A railway branch line to Canungra, operating from 1915-1955, passed through the base where its traffic peaked during the war. Timber getting and a slash pine plantation were the principal activities on the site of the former base after 1945.

=="Red Arrow" units==

===632 Tank Destroyer Battalion===
In August 1942 the 632 TD Battalion moved to the then Camp Tamborine after training on antitank ranges at Camp Mangalore, Victoria. Training intensified with emphasis on beach defence and jungle warfare. On 21 December 1942 the battalion moved to Camp Strathpine near Petrie, Queensland.

==Post war==
===Yarrabilba development===
In 2011 development began of the remaining land not previously subdivided for an urban precinct known as Yarrabilba. Prior to 2012, a public park near the original main entrance of the base along Waterford-Tamborine Road included several memorials of remembrance. In 2012 these memorials were moved to the grounds of the Logan Village RSL, situated along Quinzeh Creek Road, to make way for the development's road works.

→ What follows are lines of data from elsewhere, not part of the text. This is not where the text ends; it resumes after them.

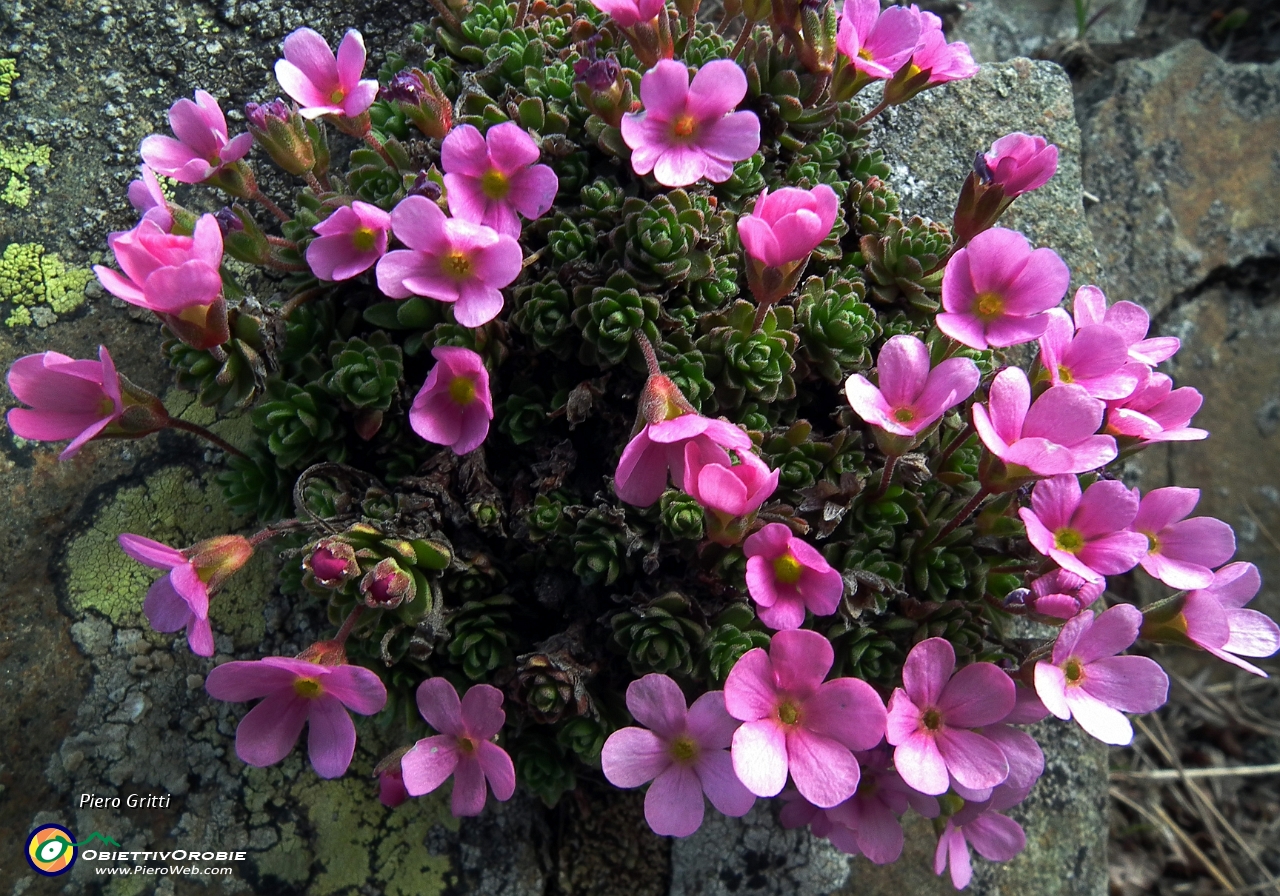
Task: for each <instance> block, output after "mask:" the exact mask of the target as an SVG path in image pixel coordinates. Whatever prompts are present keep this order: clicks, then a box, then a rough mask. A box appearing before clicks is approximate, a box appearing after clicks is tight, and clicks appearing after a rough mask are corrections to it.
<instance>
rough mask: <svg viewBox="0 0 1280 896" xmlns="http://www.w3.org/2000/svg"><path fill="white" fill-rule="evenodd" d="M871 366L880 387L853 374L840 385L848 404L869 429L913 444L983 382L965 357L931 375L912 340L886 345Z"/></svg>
mask: <svg viewBox="0 0 1280 896" xmlns="http://www.w3.org/2000/svg"><path fill="white" fill-rule="evenodd" d="M876 366H877V369H878V371H879V388H876V387H874V385H872V384H870V381H868V379H867V378H865V376H863V375H861V374H854V375H852V376H850V378H849V380H847V381H846V383H845V394H846V396H847V397H849V403H850V404H851V406H852V408H854V413H856V415H858V416H859V417H861V419H863V420H864V421H867V422H868V424H870V425H872V426H876V428H877V429H882V430H884V431H886V433H890V434H892V435H897V436H904V438H906V439H911V440H913V442H914V439H916V438H918V436H919V435H920V434H922V433H923V431H924V430H927V429H928V428H929V426H932V425H933V424H934V422H937V420H938V419H940V417H941V416H942V415H943V413H946V412H947V411H948V410H950V408H952V407H955V406H956V404H959V403H960V402H963V401H964V399H965V398H968V397H969V396H972V394H973V390H974V389H977V388H978V381H979V380H980V379H982V375H980V374H979V372H978V365H975V364H974V362H973V361H970V360H969V358H947V360H946V361H943V362H942V364H940V365H938V366H937V367H933V369H932V370H931V369H929V349H928V347H927V346H925V344H924V343H923V342H920V340H919V339H916V338H915V337H913V335H896V337H892V338H891V339H890V340H888V342H886V343H884V347H883V348H881V353H879V357H878V358H877V361H876ZM908 448H910V444H909V445H908Z"/></svg>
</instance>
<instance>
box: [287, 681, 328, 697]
mask: <svg viewBox="0 0 1280 896" xmlns="http://www.w3.org/2000/svg"><path fill="white" fill-rule="evenodd" d="M293 692H294V694H297V695H298V696H305V698H306V699H308V700H312V699H315V698H317V696H320V695H321V694H323V692H324V689H323V687H321V686H320V680H319V678H296V680H294V681H293Z"/></svg>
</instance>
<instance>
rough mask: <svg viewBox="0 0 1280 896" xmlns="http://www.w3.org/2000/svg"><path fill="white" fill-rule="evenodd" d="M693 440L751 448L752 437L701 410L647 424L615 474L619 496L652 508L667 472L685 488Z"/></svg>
mask: <svg viewBox="0 0 1280 896" xmlns="http://www.w3.org/2000/svg"><path fill="white" fill-rule="evenodd" d="M694 442H698V443H699V444H703V445H704V447H708V448H709V447H716V445H718V447H719V448H722V449H724V451H728V449H733V451H739V452H746V451H748V449H750V448H751V436H749V435H748V434H746V433H745V431H742V429H741V428H740V426H736V425H733V424H731V422H726V421H723V420H713V419H712V417H704V416H701V415H698V413H684V415H681V416H678V417H672V419H671V420H663V421H660V422H657V424H645V425H644V428H643V429H641V430H640V431H639V433H636V435H635V438H632V439H631V442H628V443H627V447H626V448H625V449H623V451H622V458H621V460H620V461H618V468H617V472H614V475H613V489H614V492H617V494H618V498H620V499H622V500H625V502H627V503H628V504H634V506H636V507H649V506H650V504H653V503H654V502H655V500H658V498H660V497H662V493H663V490H664V489H666V488H667V475H668V474H669V475H671V480H672V481H673V483H675V485H676V488H677V489H682V488H685V447H686V445H689V444H690V443H694Z"/></svg>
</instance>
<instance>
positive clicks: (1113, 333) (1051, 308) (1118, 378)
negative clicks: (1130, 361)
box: [1039, 308, 1147, 399]
mask: <svg viewBox="0 0 1280 896" xmlns="http://www.w3.org/2000/svg"><path fill="white" fill-rule="evenodd" d="M1046 316H1047V317H1048V325H1047V326H1046V328H1044V333H1043V335H1041V338H1039V346H1041V355H1039V364H1041V366H1042V367H1043V369H1044V374H1046V375H1047V376H1048V380H1050V383H1052V384H1053V385H1061V384H1071V383H1074V384H1075V385H1078V387H1080V388H1082V389H1084V390H1085V392H1088V393H1089V394H1091V396H1093V397H1094V398H1103V399H1105V398H1128V397H1129V396H1132V394H1133V390H1134V389H1137V388H1138V385H1139V384H1140V383H1143V381H1146V379H1147V369H1146V366H1144V365H1140V364H1130V362H1129V347H1128V346H1126V344H1125V342H1124V339H1123V338H1121V335H1120V334H1119V333H1116V332H1115V330H1114V329H1111V328H1110V326H1106V325H1100V324H1089V325H1087V326H1082V328H1080V329H1079V330H1076V329H1075V325H1074V324H1073V323H1071V319H1070V316H1068V314H1066V311H1062V310H1061V308H1050V310H1048V311H1047V312H1046Z"/></svg>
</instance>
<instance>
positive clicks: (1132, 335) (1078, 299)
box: [1071, 287, 1181, 366]
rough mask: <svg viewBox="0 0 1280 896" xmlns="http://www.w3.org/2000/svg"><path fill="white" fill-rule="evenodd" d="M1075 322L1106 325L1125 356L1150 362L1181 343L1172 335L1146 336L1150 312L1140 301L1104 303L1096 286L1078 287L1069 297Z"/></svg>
mask: <svg viewBox="0 0 1280 896" xmlns="http://www.w3.org/2000/svg"><path fill="white" fill-rule="evenodd" d="M1071 311H1073V312H1074V315H1075V326H1076V328H1079V329H1083V328H1085V326H1088V325H1091V324H1102V325H1105V326H1110V328H1111V329H1112V330H1115V332H1116V333H1119V334H1120V338H1121V339H1124V343H1125V346H1126V347H1128V349H1129V360H1130V361H1137V362H1138V364H1149V365H1152V366H1155V365H1157V364H1160V362H1161V361H1167V360H1169V358H1171V357H1172V356H1174V355H1176V353H1178V349H1179V348H1180V347H1181V342H1180V340H1179V339H1178V338H1176V337H1155V338H1152V339H1148V338H1147V330H1148V329H1149V328H1151V315H1148V314H1147V310H1146V308H1144V307H1142V306H1140V305H1134V303H1133V302H1116V303H1115V305H1112V306H1111V307H1110V308H1108V307H1107V297H1106V296H1105V294H1102V291H1101V289H1098V288H1097V287H1080V288H1079V289H1076V291H1075V298H1074V300H1071Z"/></svg>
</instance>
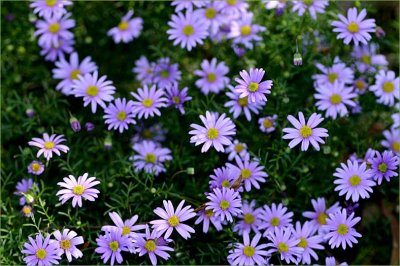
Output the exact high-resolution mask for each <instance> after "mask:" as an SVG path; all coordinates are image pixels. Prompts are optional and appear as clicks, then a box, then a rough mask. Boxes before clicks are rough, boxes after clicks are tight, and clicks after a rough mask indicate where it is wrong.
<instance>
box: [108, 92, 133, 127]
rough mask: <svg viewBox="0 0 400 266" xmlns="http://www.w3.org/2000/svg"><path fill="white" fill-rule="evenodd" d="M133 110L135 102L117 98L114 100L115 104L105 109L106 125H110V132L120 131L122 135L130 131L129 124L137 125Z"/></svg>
mask: <svg viewBox="0 0 400 266" xmlns="http://www.w3.org/2000/svg"><path fill="white" fill-rule="evenodd" d="M132 109H133V101H130V100H129V101H126V99H125V98H122V99H120V98H117V99H115V100H114V103H110V104H109V105H108V106H107V108H105V109H104V112H105V115H104V116H103V118H104V119H105V120H106V121H105V122H106V124H108V130H111V129H114V130H117V129H118V130H119V132H120V133H122V132H123V131H124V130H127V129H128V125H129V124H136V121H135V120H134V119H133V118H134V117H135V115H134V113H133V111H132Z"/></svg>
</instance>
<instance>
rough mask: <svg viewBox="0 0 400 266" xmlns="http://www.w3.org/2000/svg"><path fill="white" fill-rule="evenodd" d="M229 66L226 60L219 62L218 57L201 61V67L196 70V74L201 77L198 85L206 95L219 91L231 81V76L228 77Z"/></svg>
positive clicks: (222, 89)
mask: <svg viewBox="0 0 400 266" xmlns="http://www.w3.org/2000/svg"><path fill="white" fill-rule="evenodd" d="M228 72H229V68H228V67H227V66H226V65H225V62H223V61H222V62H219V63H217V59H216V58H213V59H211V61H208V60H206V59H204V60H203V61H202V62H201V69H200V70H196V71H194V74H195V75H196V76H198V77H200V79H198V80H197V81H196V86H197V87H198V88H199V89H201V92H202V93H203V94H204V95H208V94H209V93H210V92H211V93H216V94H217V93H219V92H220V91H222V90H223V89H224V88H225V86H226V85H227V84H228V83H229V78H228V77H226V74H228Z"/></svg>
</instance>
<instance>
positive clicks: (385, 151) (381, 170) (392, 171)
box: [369, 151, 399, 185]
mask: <svg viewBox="0 0 400 266" xmlns="http://www.w3.org/2000/svg"><path fill="white" fill-rule="evenodd" d="M369 162H370V163H371V174H372V178H373V179H374V180H375V181H376V182H377V183H378V185H380V184H381V183H382V180H383V178H385V179H386V181H388V182H389V181H390V178H391V177H393V176H398V173H397V172H398V170H397V168H398V166H399V158H398V157H397V155H395V154H394V153H393V152H392V151H384V152H383V153H382V154H380V153H379V152H377V153H376V157H375V158H372V159H371V160H370V161H369Z"/></svg>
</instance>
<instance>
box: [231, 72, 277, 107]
mask: <svg viewBox="0 0 400 266" xmlns="http://www.w3.org/2000/svg"><path fill="white" fill-rule="evenodd" d="M239 74H240V76H241V77H242V78H241V79H239V78H235V81H236V82H237V83H239V85H236V87H235V92H237V93H240V98H244V97H246V96H247V97H248V98H249V101H250V102H253V103H254V102H256V101H257V102H261V101H264V102H266V101H267V97H265V94H269V93H271V91H270V89H271V88H272V80H266V81H263V82H261V80H262V78H263V77H264V74H265V71H264V70H263V69H262V68H255V69H254V68H252V69H250V71H249V72H247V71H246V70H242V71H240V73H239Z"/></svg>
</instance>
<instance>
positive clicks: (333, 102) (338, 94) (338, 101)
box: [329, 93, 342, 104]
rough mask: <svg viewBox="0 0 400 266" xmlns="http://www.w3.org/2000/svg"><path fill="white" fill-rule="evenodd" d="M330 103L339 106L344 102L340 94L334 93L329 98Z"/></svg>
mask: <svg viewBox="0 0 400 266" xmlns="http://www.w3.org/2000/svg"><path fill="white" fill-rule="evenodd" d="M329 101H330V102H331V104H339V103H341V102H342V97H341V96H340V95H339V94H336V93H334V94H332V95H331V97H330V98H329Z"/></svg>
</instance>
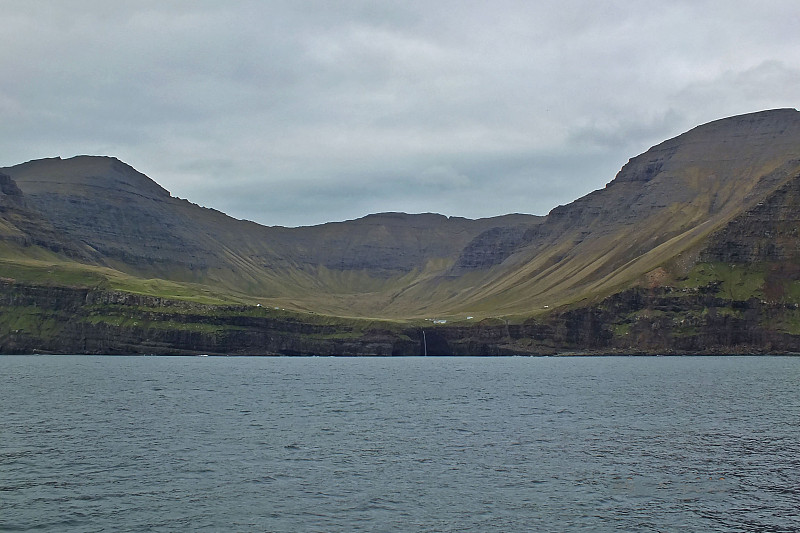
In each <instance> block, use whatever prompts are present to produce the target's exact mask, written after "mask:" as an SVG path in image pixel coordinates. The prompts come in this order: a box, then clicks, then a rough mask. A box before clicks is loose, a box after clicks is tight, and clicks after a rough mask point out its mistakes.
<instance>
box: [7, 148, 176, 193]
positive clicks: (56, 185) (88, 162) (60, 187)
mask: <svg viewBox="0 0 800 533" xmlns="http://www.w3.org/2000/svg"><path fill="white" fill-rule="evenodd" d="M2 171H3V172H5V173H7V174H8V175H10V176H11V177H12V178H14V180H15V181H16V182H17V183H18V184H19V185H20V187H21V188H22V189H23V190H24V191H25V192H26V194H38V193H56V192H58V193H61V192H70V193H72V194H75V193H76V192H78V191H79V190H80V189H82V188H91V189H96V188H100V189H110V190H119V191H125V192H131V193H134V194H138V195H141V196H145V197H148V198H164V197H169V196H170V193H169V191H167V190H166V189H164V188H163V187H161V186H160V185H158V184H157V183H156V182H154V181H153V180H151V179H150V178H148V177H147V176H145V175H144V174H142V173H141V172H139V171H137V170H136V169H134V168H133V167H132V166H130V165H128V164H127V163H123V162H122V161H120V160H119V159H117V158H116V157H110V156H92V155H79V156H75V157H70V158H68V159H62V158H60V157H53V158H47V159H34V160H33V161H28V162H27V163H22V164H19V165H15V166H13V167H8V168H5V169H2Z"/></svg>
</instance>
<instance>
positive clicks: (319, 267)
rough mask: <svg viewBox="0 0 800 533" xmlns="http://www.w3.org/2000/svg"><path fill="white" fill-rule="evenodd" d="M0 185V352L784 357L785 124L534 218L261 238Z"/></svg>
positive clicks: (124, 194) (650, 168)
mask: <svg viewBox="0 0 800 533" xmlns="http://www.w3.org/2000/svg"><path fill="white" fill-rule="evenodd" d="M1 170H2V171H3V174H2V175H0V278H2V280H0V351H13V352H30V351H34V350H45V351H77V352H80V353H102V352H104V353H151V352H152V353H237V354H238V353H252V354H354V355H357V354H369V353H373V354H386V355H389V354H406V355H412V354H422V353H428V354H430V355H442V354H462V355H465V354H470V355H481V354H512V353H520V354H549V353H561V352H594V353H597V352H623V353H628V352H642V353H668V352H686V353H745V352H766V351H780V352H794V351H800V343H799V342H798V339H799V338H800V311H798V306H800V216H799V215H798V213H800V113H798V112H797V111H795V110H791V109H782V110H773V111H765V112H760V113H752V114H749V115H742V116H738V117H731V118H728V119H722V120H719V121H715V122H712V123H709V124H705V125H702V126H698V127H697V128H694V129H693V130H691V131H689V132H687V133H685V134H683V135H679V136H677V137H675V138H673V139H670V140H667V141H664V142H663V143H661V144H659V145H656V146H654V147H653V148H651V149H650V150H648V151H647V152H645V153H643V154H641V155H639V156H636V157H634V158H632V159H631V160H630V161H629V162H628V163H627V164H626V165H624V166H623V168H622V169H621V170H620V172H619V173H618V174H617V176H616V177H615V178H614V180H612V181H611V182H610V183H609V184H608V185H607V186H606V187H605V188H603V189H601V190H598V191H594V192H592V193H590V194H588V195H586V196H584V197H582V198H579V199H577V200H575V201H574V202H572V203H570V204H568V205H565V206H559V207H557V208H555V209H553V210H552V211H551V212H550V213H549V214H548V215H547V216H546V217H535V216H530V215H506V216H500V217H495V218H488V219H480V220H467V219H463V218H457V217H445V216H442V215H436V214H418V215H409V214H404V213H381V214H374V215H369V216H366V217H363V218H360V219H357V220H351V221H346V222H338V223H330V224H323V225H319V226H313V227H307V228H281V227H264V226H260V225H258V224H255V223H252V222H248V221H241V220H236V219H233V218H231V217H228V216H227V215H225V214H223V213H220V212H218V211H215V210H213V209H207V208H202V207H199V206H196V205H194V204H192V203H190V202H188V201H186V200H181V199H179V198H175V197H172V196H171V195H170V193H169V192H167V191H166V190H164V189H163V188H162V187H160V186H159V185H157V184H156V183H155V182H153V181H152V180H151V179H150V178H148V177H147V176H145V175H144V174H141V173H139V172H137V171H136V170H134V169H133V168H132V167H130V166H128V165H126V164H124V163H122V162H120V161H118V160H116V159H114V158H108V157H89V156H81V157H77V158H72V159H66V160H62V159H47V160H39V161H31V162H28V163H24V164H21V165H17V166H14V167H9V168H6V169H1ZM434 319H435V320H434Z"/></svg>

===Archaeological field school===
The School of Social Science at the University of Queensland conducted its first archaeological field school in south-east Queensland at the former Camp Cable site in 2015. The site offers opportunities for field work on World War II history over an extended period, possibly around 10 years, depending on Yarrabilba's development. One aim is to excavate building remains for finds belonging to individuals present during the war era, which can be added to historical collections such as the Queensland Museum.